Sherlock shrugged his right shoulder.

"Bin it," he said tonelessly. "It's broken."

John felt a bit broken as well as he cleaned up all the bits carefully into the case and then snapped it shut, closing his eyes briefly and letting out a silent, shaky breath as he did so. Then he steeled himself and found his keys, taking the case with the ruined violin downstairs to the rubbish bin out back.


He waited what felt like far too long – but also like nowhere near long enough – before buying a new one.

It wasn't the same, of course, but a very close modern approximation; he hadn't been Sherlock's flatmate then partner then husband for seven years without making it his business to know about Sherlock's most cherished possession. It had cost, made by one of the best modern Italian companies. John had paid extra for a shortened wait, too.

He picked it up from the shop on his way home from work on a day he knew Sherlock would be at the morgue. In the store, he watched as the salesperson, clearly an expert and a musician himself, checked the instrument and tuned it and tried it once, producing a clear, echoing note, before returning the violin almost reverently to its case.

It made John feel a bit cold, remembering the last time he'd seen a violin handled, how harshly it had been treated.

At home, he left the violin on the dining room table. He felt like leaving it on the coffee table would be almost accusatory, but he still wanted Sherlock to see it. John opened the latches and looked at it again. Inside the lid of the case, a small brass plaque was engraved with the words:

To Sherlock, all my love, John.

He closed it again and left it there and went out for a bit, meeting up with Mike Stamford for a couple of pints. When he went back to Baker Street, the violin was still where he'd left it and there was no sign of Sherlock. With a sigh, John got washed up, changed, and climbed into bed, alone.

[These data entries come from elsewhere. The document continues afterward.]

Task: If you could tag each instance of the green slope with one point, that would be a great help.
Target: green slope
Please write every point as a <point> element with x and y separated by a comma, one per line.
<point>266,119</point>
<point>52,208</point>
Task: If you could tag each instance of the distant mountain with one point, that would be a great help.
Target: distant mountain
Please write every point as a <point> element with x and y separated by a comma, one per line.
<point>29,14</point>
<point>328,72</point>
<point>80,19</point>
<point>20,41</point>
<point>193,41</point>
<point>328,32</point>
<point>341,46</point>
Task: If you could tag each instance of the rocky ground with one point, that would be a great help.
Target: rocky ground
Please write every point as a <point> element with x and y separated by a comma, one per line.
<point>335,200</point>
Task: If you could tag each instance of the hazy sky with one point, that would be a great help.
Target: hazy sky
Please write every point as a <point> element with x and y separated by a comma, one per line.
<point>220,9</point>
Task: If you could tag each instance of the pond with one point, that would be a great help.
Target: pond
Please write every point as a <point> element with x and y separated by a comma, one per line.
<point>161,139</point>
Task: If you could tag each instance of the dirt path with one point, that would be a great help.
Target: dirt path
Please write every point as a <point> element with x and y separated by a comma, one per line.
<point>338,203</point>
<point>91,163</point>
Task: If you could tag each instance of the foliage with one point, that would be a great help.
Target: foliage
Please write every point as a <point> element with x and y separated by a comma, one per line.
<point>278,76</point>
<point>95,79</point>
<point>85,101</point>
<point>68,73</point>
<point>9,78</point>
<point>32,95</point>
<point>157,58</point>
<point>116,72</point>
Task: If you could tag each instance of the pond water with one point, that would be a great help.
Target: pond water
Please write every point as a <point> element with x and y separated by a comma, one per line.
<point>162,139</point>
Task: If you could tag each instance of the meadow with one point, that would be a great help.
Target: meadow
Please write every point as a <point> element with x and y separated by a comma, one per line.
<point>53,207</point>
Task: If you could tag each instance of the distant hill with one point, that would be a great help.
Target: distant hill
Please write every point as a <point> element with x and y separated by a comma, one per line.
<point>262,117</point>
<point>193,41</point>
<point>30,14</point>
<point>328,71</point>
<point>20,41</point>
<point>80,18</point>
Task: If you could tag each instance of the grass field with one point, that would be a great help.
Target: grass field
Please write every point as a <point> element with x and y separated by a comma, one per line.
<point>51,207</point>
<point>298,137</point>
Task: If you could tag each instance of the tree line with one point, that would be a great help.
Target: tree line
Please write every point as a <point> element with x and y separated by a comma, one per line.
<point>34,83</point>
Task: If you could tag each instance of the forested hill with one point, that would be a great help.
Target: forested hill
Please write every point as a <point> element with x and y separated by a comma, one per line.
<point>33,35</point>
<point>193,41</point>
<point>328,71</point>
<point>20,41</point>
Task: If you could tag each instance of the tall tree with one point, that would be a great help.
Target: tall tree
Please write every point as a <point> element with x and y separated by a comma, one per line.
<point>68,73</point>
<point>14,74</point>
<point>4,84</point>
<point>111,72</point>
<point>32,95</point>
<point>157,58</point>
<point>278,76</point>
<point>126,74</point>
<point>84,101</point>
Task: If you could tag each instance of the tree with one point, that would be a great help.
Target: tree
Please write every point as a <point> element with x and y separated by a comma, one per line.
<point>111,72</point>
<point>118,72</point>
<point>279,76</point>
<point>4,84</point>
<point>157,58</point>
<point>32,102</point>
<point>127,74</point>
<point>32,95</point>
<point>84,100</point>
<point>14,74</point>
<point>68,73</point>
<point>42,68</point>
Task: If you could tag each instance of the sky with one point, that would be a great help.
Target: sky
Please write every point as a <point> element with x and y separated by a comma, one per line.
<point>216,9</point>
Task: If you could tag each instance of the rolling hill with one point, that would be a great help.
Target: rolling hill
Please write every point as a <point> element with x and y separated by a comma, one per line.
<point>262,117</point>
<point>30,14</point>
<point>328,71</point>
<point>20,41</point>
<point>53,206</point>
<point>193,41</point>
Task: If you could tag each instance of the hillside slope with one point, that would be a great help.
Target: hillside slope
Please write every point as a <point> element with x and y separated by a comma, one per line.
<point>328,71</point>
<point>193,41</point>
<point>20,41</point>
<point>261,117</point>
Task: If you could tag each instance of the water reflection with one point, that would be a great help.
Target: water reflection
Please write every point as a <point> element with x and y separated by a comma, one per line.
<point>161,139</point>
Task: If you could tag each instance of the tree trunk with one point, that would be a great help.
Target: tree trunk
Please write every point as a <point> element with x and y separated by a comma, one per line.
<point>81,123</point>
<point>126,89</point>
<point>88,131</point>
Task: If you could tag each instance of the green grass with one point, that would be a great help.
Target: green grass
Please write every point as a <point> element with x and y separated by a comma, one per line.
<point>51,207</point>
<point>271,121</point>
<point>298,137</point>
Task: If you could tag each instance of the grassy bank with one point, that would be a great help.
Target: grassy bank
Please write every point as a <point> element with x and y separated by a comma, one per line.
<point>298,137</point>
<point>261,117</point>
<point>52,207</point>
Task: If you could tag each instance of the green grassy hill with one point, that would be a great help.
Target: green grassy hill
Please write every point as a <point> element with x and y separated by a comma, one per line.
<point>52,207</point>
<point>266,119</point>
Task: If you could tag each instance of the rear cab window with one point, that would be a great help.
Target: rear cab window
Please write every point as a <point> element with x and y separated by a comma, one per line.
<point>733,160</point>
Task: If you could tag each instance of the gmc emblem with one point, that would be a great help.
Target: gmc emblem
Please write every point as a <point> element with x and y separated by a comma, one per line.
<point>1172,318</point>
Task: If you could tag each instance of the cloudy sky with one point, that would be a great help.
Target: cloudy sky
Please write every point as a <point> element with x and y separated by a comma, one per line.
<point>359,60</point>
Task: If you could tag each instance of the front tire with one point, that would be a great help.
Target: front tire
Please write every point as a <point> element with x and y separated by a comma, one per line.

Sometime in the night, when he was just too deeply asleep to force himself to wake up, he felt Sherlock climb in beside him and settle down. The next morning, he awoke alone, which was not that surprising or unexpected, since it happened on a fairly regular basis.

There was a small sheet of note paper on Sherlock's pillow. John reached for it tentatively, then smiled at the message scrawled on it in Sherlock's handwriting.

Thank you. Love, SH

He listened to strains of violin music, but maybe it was too soon. Maybe it was enough that Sherlock had an instrument again. The rest would come, with time.